[Beowulf] real hard drive failures

Wed Jan 26 01:50:27 PST 2005

hi ya mark

On Tue, 25 Jan 2005, Mark Hahn wrote:

> > i'd add 1 or 2 cooling fans per ide disk, esp if its 7200rpm or 10,000 rpm
> > disks 
> 
> I'm pretty dubious of this: adding two 50Khour moving parts to 
> improve the airflow around a 1Mhour moving part which only dissipates
> 10W in the first place?  designing the chassis for proper airflow 
> with minimum fanage is obviously smarter and probably safer.

the purpose of the fan is to keep the hdd temp down, low as possible

- while the disks have a 1M hr MTBF, those disks still fail

- most often, fans fails before anything else, and creates a chain
  reaction in that the item it was cooling will be next to fail

	- you can detect the fan failure ( tach signal ) and
	replace the fan before the hard disk fails 

	- a disk that runs 10C cooler will allow that disk
	to live 2x as long before it dies, given the same
	operating conditions

- there is very very few chassis with proper airflow 
	- those silly carboard aroudn the cpu heatink is silly,
	in that if that one fan dies, the cpu will die

	- if you have 2 or 3 separate fans around it, than it will
	not matter tha one fan died

	- proper airflow has always been the trick to keeping
	the system running for a year or threee
	and "good parts vendors" and "good parts selection"
 	makes all the difference in the world

> > 	- if downtime is important, and should be avoidable, than raid
> > 	is the worst thing, since it's 4x slower to bring back up than
> > 	a single disk failure
> 
> eh?  you have a raid which is not operational while rebuilding?

if the raid is in degraded mode ... you do NOT have "raid"

if it's resyncing ... you do NOT have raid ..

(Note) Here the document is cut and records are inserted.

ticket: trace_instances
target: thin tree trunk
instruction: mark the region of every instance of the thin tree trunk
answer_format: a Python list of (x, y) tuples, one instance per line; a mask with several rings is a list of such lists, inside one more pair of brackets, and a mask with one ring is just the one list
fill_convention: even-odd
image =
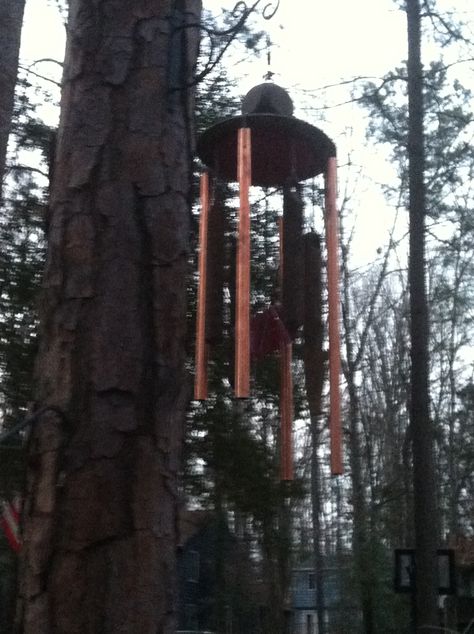
[(438, 624), (437, 508), (433, 430), (429, 412), (428, 305), (425, 284), (425, 183), (423, 133), (423, 72), (419, 0), (407, 0), (408, 27), (408, 159), (410, 193), (410, 339), (415, 511), (417, 627), (423, 632)]
[(25, 0), (0, 0), (0, 199), (18, 75)]
[(70, 3), (18, 630), (175, 627), (199, 0)]

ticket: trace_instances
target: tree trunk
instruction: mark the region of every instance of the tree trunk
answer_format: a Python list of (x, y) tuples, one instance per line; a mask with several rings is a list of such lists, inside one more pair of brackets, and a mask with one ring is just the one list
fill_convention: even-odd
[(0, 198), (5, 175), (25, 0), (0, 0)]
[(175, 627), (199, 0), (70, 3), (18, 630)]
[[(433, 430), (429, 412), (428, 307), (425, 285), (425, 183), (423, 72), (419, 0), (407, 0), (408, 161), (410, 193), (410, 339), (415, 507), (417, 627), (435, 631), (437, 616), (437, 515)], [(432, 626), (433, 629), (430, 629)], [(421, 631), (421, 630), (420, 630)]]

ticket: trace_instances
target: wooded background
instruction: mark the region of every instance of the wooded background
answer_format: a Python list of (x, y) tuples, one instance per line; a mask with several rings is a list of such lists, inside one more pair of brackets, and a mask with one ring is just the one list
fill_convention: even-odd
[[(233, 60), (268, 51), (259, 4), (237, 13), (204, 4), (201, 13), (197, 0), (71, 1), (57, 130), (37, 108), (59, 108), (59, 87), (18, 62), (24, 2), (0, 1), (0, 433), (55, 408), (0, 446), (0, 497), (25, 499), (18, 631), (174, 631), (180, 508), (209, 511), (242, 544), (252, 565), (245, 583), (258, 580), (258, 590), (239, 595), (240, 610), (276, 606), (256, 631), (283, 634), (291, 570), (307, 562), (322, 605), (327, 569), (340, 571), (343, 587), (329, 622), (318, 615), (320, 634), (410, 631), (409, 597), (393, 591), (393, 551), (415, 545), (427, 549), (419, 625), (440, 623), (433, 549), (474, 530), (474, 122), (471, 86), (457, 72), (472, 70), (472, 13), (394, 3), (411, 25), (411, 63), (347, 82), (375, 160), (380, 150), (393, 169), (381, 189), (394, 224), (373, 262), (358, 266), (364, 168), (339, 156), (346, 472), (334, 479), (328, 469), (326, 335), (309, 361), (300, 337), (289, 484), (278, 476), (275, 358), (255, 366), (252, 399), (236, 403), (225, 327), (211, 398), (191, 402), (195, 135), (239, 113)], [(417, 22), (422, 52), (429, 44), (422, 68)], [(291, 96), (325, 129), (331, 89), (320, 88)], [(307, 233), (321, 232), (321, 187), (302, 188)], [(236, 191), (220, 194), (229, 315)], [(254, 311), (277, 284), (280, 194), (259, 192), (253, 203)], [(321, 382), (320, 400), (308, 398), (311, 381)], [(235, 590), (223, 558), (216, 632), (226, 631)], [(17, 560), (3, 538), (0, 567), (6, 633)]]

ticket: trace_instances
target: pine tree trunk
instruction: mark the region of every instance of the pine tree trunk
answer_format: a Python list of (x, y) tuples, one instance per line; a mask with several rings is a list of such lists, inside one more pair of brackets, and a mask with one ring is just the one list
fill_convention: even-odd
[[(417, 627), (435, 631), (437, 616), (437, 515), (433, 430), (429, 412), (428, 304), (425, 285), (425, 183), (423, 72), (419, 0), (407, 0), (408, 160), (410, 191), (410, 339), (415, 510)], [(430, 626), (433, 629), (430, 629)]]
[(5, 175), (25, 0), (0, 0), (0, 196)]
[(175, 626), (199, 0), (70, 3), (18, 631)]

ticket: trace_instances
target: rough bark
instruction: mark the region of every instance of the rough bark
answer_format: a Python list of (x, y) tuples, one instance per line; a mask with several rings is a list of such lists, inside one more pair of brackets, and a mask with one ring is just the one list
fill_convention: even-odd
[(199, 0), (73, 0), (18, 630), (174, 632)]
[(0, 0), (0, 198), (5, 175), (25, 0)]
[(325, 634), (324, 573), (321, 535), (321, 464), (318, 454), (321, 436), (321, 400), (325, 358), (322, 321), (321, 243), (318, 234), (304, 236), (304, 373), (306, 397), (311, 420), (311, 517), (313, 523), (313, 560), (316, 581), (318, 634)]
[[(425, 150), (419, 0), (407, 0), (408, 162), (411, 403), (415, 510), (417, 627), (435, 631), (437, 616), (437, 508), (433, 430), (429, 411), (428, 303), (425, 283)], [(430, 629), (432, 626), (432, 629)]]

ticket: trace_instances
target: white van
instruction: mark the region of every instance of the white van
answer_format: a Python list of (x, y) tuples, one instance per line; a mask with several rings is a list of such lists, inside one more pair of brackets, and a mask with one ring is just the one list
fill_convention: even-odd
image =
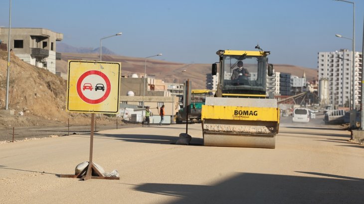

if another disk dies while its operating in degraded mode or
during resync ... you have a very high possibility that the 
whole raid array is toast

it'd just depends on why and how it failed

> > 	- raid will NOT prevent your downtime, as that raid box
> > 	will have to be shutdown sooner or later 
> > 	( shutting down sooner ( asap )  prevents data loss )
> 
> huh?  hotspares+hotplug=zero downtime.

you're assuming that "hot plug" work as its supposed to
	- i usually get the phone calls after the raid didnt
	do its magic for some odd reason

hotspare should work by shutting down (hotremove) the failed disks
and hotadding the previously idle/unused hotspare

or in the case of hw raid.. jsut pull the disk and plug in a new one

> but yes, treating whole servers as your hotspare+hotplug element is 
> a nice optimization, since hotplug ethernet is pretty cheap vs 
> $50 hotplug caddies for each and every disk ;)

i like/require redundnacy of the entire system .. not just a disk
	- a complete 2nd independent system 
	( 2nd pw, 2nd mb, 2nd cpu, 2nd memory, 2nd disks, 2nd nic )

		- but if the t1/router/switch does down .. oh well,
		but that too is cheap to get a 2nd backup

	( its cheap compared to downtime, where its important )

i think it/these, covers michael's replies too

c ya
alvin